22. The system as defined in claim 21 wherein

the memory is further operable to store a new macromolecule and a known primary sequence for the new macromolecule; and

the processor module is further operable to determine an initialized structure for the new macromolecule, and then apply the function to the known primary sequence and the initialized structure for the new macromolecule to determine the structure of the new macromolecule.

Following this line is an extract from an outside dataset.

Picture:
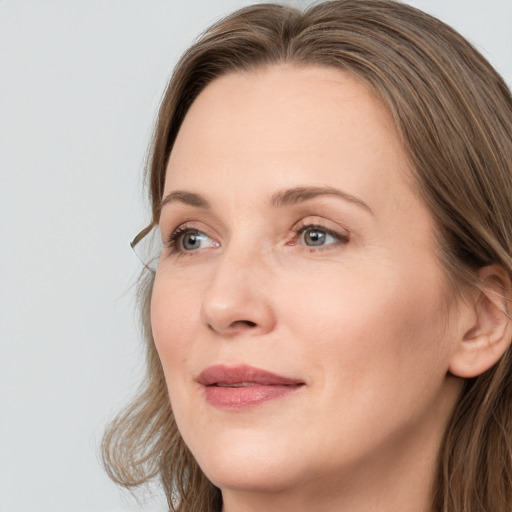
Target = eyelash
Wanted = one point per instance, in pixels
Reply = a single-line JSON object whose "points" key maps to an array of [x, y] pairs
{"points": [[173, 240], [299, 229]]}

23. A computer program product for configuring a computer system to predict the structure of a macromolecule based on the primary sequence of the macromolecule, the computer program product comprising:

a recording medium;

a function saved on the recording medium for predicting the structure of the macromolecule using a training set of macromolecules wherein the function has been generated by a method comprising: a) defining an initialized structure for each known macromolecule of the training set based on its primary sequence; b) for each known macromolecule of the training set, defining a corresponding projected folding path comprising a progression of n projected macromolecule states, beginning with the initialized structure and ending with the known structure, wherein n is a positive integer greater than 2, wherein each macromolecule state in the n macromolecule states has a corresponding primary sequence and a state-specific projected structure; c) providing a function operable to, for each known macromolecule of the training set, define a corresponding modeled folding path approximating the corresponding projected folding path, wherein i) the corresponding modeled folding path comprises a progression of n modeled macromolecule states, beginning from the initialized structure and ending with the known structure, ii) each modeled macromolecule state in the n macromolecule states has the primary sequence and a state-specific modeled structure, and iii) the function is operable to, for each modeled macromolecule state progression of n modeled macromolecule states except the last modeled macromolecule state, translate the state-specific structure of any macromolecule state in the corresponding folding path into the state-specific structure of the immediately following macromolecule state in the progression.